The City of Ludington  was founded through the enterprise of many lumber barons, and they began to build their impressive residences along the east side of the main street on what was later named Ludington Avenue. The City was incorporated in 1873 and Charles E. Resseguie served as its first mayor. Thus when the boundaries of the city first expanded commensurate with its growth, it incorporated the area east of the central business district in what was designated the Resseguie Addition. The East Ludington Historic District includes the residences of numerous prominent lumber barons: Antoine E. Cartier, 501 E. Ludington Avenue; Marshal Butters, 509 E. Ludington Avenue; Emery D. Weimer, 510 E. Ludington Avenue; Wilmer T. Culver, 701 E. Ludington Avenue; James Foley, 702 E. Ludington Avenue, and Daniel Goodenough, 706 E. Ludington Avenue. The downtown business district and this residential area are linked by several historic public buildings: the U.S. Post Office, the Ludington District Library (an original Carnegie Library), and the Mason County Courthouse, which is on the State and National Historic Register. In short, the commercial district, the seat of county government, and the residences of the movers and shakers of the community were all in close proximity. The north and south alleyways are the linear boundaries with the buildings facing East Ludington Avenue. Staffon Street designates the far eastern boundary with the remaining concentration of historic homes at that point. Harrison Street intersects East Ludington Avenue and marks the western boundary of the East Ludington Historic District where the commercial district of downtown Ludington begins.
The City of Ludington  is located in Mason County on the western edge of Michigan's Lower Peninsula. Nestled on the eastern shore of Lake Michigan, Ludington's proximity to incredible natural beauty and numerous recreational opportunities, combined with its historic small-town charm, create a unique atmosphere that is cherished by residents and visitors alike. While much of the City's land area is developed for a variety of residential, commercial, and industrial uses, its natural resources provide important quality of life, ecological, and economic benefits and must be carefully considered when planning for the future.
Ludington's history, including roots in Michigan's lumber, shipping, and railroad industries, has helped shape a cultural identity that makes the community a desirable place to live and visit.
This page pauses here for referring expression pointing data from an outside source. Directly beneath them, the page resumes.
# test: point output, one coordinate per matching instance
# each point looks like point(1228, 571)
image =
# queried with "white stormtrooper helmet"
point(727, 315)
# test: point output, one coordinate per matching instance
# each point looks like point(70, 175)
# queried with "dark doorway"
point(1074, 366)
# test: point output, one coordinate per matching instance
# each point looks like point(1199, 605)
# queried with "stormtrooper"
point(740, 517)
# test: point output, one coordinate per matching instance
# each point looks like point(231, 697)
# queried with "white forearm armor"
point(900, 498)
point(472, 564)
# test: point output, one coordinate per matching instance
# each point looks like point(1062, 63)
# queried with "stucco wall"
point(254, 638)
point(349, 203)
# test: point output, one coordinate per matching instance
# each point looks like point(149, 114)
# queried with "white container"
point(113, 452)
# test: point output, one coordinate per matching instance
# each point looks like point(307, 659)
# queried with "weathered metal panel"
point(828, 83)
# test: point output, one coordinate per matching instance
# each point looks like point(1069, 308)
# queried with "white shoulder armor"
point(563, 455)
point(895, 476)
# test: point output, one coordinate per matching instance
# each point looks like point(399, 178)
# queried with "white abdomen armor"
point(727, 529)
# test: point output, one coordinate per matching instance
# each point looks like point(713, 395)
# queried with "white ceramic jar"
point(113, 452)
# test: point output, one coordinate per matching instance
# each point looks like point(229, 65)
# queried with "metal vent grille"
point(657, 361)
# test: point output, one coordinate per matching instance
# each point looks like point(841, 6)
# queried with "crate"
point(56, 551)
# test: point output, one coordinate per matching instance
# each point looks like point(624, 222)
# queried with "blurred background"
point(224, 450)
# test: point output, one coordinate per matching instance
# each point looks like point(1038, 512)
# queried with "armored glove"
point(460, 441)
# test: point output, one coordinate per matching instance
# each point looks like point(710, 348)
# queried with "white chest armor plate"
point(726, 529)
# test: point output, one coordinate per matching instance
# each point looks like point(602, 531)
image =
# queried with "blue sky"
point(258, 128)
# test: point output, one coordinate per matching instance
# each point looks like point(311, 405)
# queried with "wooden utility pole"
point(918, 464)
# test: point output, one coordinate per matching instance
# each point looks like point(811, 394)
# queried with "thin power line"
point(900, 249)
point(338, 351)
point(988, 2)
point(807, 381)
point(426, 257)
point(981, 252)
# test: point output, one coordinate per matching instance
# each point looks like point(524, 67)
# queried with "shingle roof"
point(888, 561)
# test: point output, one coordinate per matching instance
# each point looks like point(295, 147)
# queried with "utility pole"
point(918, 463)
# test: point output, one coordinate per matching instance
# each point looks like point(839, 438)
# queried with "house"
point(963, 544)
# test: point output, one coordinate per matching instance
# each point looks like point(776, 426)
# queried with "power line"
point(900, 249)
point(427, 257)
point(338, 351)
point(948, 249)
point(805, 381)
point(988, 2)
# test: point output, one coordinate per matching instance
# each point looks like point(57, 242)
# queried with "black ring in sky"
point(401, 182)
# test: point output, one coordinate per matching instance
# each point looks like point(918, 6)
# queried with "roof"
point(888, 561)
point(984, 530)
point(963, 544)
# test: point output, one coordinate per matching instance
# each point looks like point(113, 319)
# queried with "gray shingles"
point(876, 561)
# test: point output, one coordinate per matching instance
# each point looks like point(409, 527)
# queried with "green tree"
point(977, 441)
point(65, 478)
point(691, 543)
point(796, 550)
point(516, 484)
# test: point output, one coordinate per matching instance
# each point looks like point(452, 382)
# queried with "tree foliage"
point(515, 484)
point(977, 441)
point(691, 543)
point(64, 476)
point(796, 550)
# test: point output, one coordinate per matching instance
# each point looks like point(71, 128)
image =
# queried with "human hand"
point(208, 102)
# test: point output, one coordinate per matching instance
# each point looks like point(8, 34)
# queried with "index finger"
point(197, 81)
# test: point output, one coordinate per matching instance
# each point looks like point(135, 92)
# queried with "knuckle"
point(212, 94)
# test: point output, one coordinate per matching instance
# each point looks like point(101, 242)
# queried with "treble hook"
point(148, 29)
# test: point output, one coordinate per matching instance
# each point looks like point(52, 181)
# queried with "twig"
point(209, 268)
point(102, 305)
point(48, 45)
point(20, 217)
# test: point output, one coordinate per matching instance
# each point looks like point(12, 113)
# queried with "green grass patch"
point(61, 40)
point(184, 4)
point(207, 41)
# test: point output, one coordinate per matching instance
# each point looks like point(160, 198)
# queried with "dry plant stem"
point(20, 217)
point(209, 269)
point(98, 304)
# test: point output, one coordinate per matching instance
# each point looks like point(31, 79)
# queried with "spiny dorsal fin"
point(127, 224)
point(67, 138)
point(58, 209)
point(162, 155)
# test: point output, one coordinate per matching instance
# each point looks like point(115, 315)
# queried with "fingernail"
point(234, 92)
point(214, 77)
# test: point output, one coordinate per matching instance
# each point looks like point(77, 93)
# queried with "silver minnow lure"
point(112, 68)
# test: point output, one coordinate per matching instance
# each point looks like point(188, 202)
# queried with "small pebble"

The City's ties to its past and its waterfront, beaches, and public lands have supported a significant tourism industry for many decades.
Prior to European settlement, the Ludington area was inhabited by a number of North American Indian tribes. In 1675, an early explorer and missionary, Jacques Marquette, made the first known European contact at Ludington's location. Pere Marquette Lake was named after the traveler and a memorial currently marks the location of his death on Buttersville Peninsula.
The Ludington area's dense hardwood and pine forests and natural harbor made the location ideal for the logging industry. Formerly called The Village of Pere Marquette, Ludington was platted in 1867 by Milwaukee lumberman James Ludington. The town served as a shipping center for West Michigan lumber. In 1874, the Flint&Pere Marquette Railway reached Ludington, bringing the city into the heyday of the lumber industry and making it home to the world's largest carferry fleet. Lumber barons built grandiose mansions that still line Ludington Avenue today, many of which have been converted to bed and breakfasts or office uses.
Ludington became the Mason County seat in 1873, when county offices were moved from the now-vanished village of Lincoln. At that time, Ludington was the county's most prosperous settlement.The Mason County Courthouse was erected in 1893-94. Grand Rapids architect Sidney J. Osgood designed the Richardsonian Romanesque structure, which was built of Jacobsville sandstone from the Upper Peninsula. The courthouse is listed in the National Register of Historic Places.